Im vergangenen Jahr trieb es Armstrong ganz toll. Den Basken Iban Mayo, der Armstrong nur Wochen zuvor bei der Dauphiné-Libéré-Rundfahrt gedemütigt hatte, erwischte es in der ersten Woche auf belgischem Kopfsteinpflaster. Tyler Hamilton flog kurz darauf so böse auf den Rücken, dass selbst er die Schmerzen nicht mehr aushielt und aussteigen musste. Ullrich erkältete sich und war in den Pyrenäen völlig entkräftet.

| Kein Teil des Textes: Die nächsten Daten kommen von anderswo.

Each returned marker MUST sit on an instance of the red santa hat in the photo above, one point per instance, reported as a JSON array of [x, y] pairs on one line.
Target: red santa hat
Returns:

In diesem Jahr muss der Hexer aus Plano, Texas, vorerst niemanden mehr mit einem Spuk belegen. Nach nur vier Tagen ist eigentlich niemand mehr da, der ihm gefährlich werden kann. Höchstens noch Alexandre Winokurow. Doch er sollte sich hüten: Armstrong anzugreifen kann böse Folgen haben.